There is "no doubt" people have fled from Thames-Coromandel, the region's Civil Defence controller says, as it faces a fifth week of severe weather this year.
Coromandel Peninsula has a red heavy rain and strong wind warning in place until Tuesday morning due to Cyclone Gabrielle. MetService said the region could expect to see a further 250mm to 320mm of rain about the ranges on top of what has already fallen, and 100mm to 150mm about the coast.
Civil Defence's Garry Towler told Morning Report there are widespread power outages, small slips on roads, and tree falls.
"There's been surface flooding [on roads] but nothing major. We had high tide at 1am and that held, although there was some overtopping.
"We did at one stage have wind gusts in excess of 120km/h, which really stirred people up because when you get winds that strong, there's a really weird noise that goes with it."
#CycloneGabrielle continues to throw heavy rain, strong winds and massive waves our way.— MetService (@MetService) February 12, 2023
In the 12 hours to 7am:
93.3mm at Glenbervie Forest (near Whangārei)
160km/h Channel Island (Northern tip of Coromandel Peninsular)
11-12m waves along Northland east coast pic.twitter.com/0z2P8BbGhT
There are two emergency operation centres operating - one in Thames and another in Whitianga - with about 150 personnel, including from emergency service partners.
Towler said there had been five severe weather events in the area this year alone.
"We've been fully activated, in terms of emergency management, for five weeks, we had two days down.
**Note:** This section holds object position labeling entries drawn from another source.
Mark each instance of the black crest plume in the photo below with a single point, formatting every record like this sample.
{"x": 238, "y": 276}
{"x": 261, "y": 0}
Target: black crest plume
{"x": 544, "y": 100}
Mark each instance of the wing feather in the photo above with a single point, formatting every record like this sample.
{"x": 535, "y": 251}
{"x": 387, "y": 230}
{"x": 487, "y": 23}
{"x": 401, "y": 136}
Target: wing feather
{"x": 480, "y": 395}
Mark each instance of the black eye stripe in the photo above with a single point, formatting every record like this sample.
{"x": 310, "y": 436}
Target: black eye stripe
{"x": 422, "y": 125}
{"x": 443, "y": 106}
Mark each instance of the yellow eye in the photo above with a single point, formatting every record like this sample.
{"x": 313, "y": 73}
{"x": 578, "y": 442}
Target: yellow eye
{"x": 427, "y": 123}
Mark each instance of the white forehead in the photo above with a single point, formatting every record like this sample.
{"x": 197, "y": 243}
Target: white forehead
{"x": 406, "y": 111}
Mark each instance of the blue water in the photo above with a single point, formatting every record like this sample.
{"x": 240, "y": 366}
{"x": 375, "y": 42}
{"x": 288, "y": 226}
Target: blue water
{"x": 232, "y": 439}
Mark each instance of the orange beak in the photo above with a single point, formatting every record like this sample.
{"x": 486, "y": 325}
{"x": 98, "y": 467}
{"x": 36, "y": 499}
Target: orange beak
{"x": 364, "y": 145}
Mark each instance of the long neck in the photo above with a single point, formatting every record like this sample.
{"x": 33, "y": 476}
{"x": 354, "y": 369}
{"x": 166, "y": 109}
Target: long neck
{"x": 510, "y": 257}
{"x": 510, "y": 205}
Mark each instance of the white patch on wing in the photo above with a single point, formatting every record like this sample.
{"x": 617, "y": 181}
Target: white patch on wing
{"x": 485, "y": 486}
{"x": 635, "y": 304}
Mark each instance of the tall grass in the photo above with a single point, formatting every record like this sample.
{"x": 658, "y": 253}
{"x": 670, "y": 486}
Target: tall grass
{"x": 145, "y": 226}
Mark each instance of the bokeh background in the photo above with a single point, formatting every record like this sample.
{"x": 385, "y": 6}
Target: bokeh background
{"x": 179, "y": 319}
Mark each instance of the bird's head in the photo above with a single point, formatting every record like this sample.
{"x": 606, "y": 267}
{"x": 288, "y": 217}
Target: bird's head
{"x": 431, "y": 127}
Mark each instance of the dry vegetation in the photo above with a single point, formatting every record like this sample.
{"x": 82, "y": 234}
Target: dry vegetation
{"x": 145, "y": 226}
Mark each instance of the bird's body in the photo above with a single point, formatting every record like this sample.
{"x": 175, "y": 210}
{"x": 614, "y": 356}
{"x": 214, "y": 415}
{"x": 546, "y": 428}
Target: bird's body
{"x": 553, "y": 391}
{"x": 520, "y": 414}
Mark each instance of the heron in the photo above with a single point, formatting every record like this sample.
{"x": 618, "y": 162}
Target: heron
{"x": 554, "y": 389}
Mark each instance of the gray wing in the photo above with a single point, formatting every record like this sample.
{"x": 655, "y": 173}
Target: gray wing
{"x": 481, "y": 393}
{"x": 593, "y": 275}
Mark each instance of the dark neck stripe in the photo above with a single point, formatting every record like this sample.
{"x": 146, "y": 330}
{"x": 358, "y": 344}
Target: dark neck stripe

It's quite exceptional, there's no doubt about that.
"Everyone is holding up so far, it's really tough, they're very storm fatigued."
The consequences of that meant "there's no doubt" people had left the Coromandel entirely, he said.
"Our resident population on the Coromandel of around about 40,000 and I would guess from what we are hearing, and once again it's anecdotal, that probably that population is around about there or maybe a little bit less even from what it was and what it would normally be let's say on a normal Waitangi weekend, 200 or 300,000 people."
Early on as warnings were issued about the cyclone, those in low lying coastal areas of the Peninsula were warned they may need to self-evacuate. Towler said most that could go to friends and family from those at-risk areas had already done so, and they would be focusing on those remaining on Monday.
"We really encourage that because it's much better people are in the comfort of family and friends, than sitting in a cold hall with their own blankets and stuff. Because we can't provide motel-like accommodation for these people."
The Peninsula's east coast was seeing coastal surge and surface flooding, while on the west coast there is concerns for debris and land instability.
"This is where sections that are on hillsides, which we have many, have cracked and they've got large cracks going through the backs of their sections and so forth," Towler said.
"With our partners, Waikato Regional Council and GNS Science, we've got some really good intel on where this likely to happen and it's quite frightening."
Civil Defence was planning for more impacts on Monday night and heading into Tuesday, he said.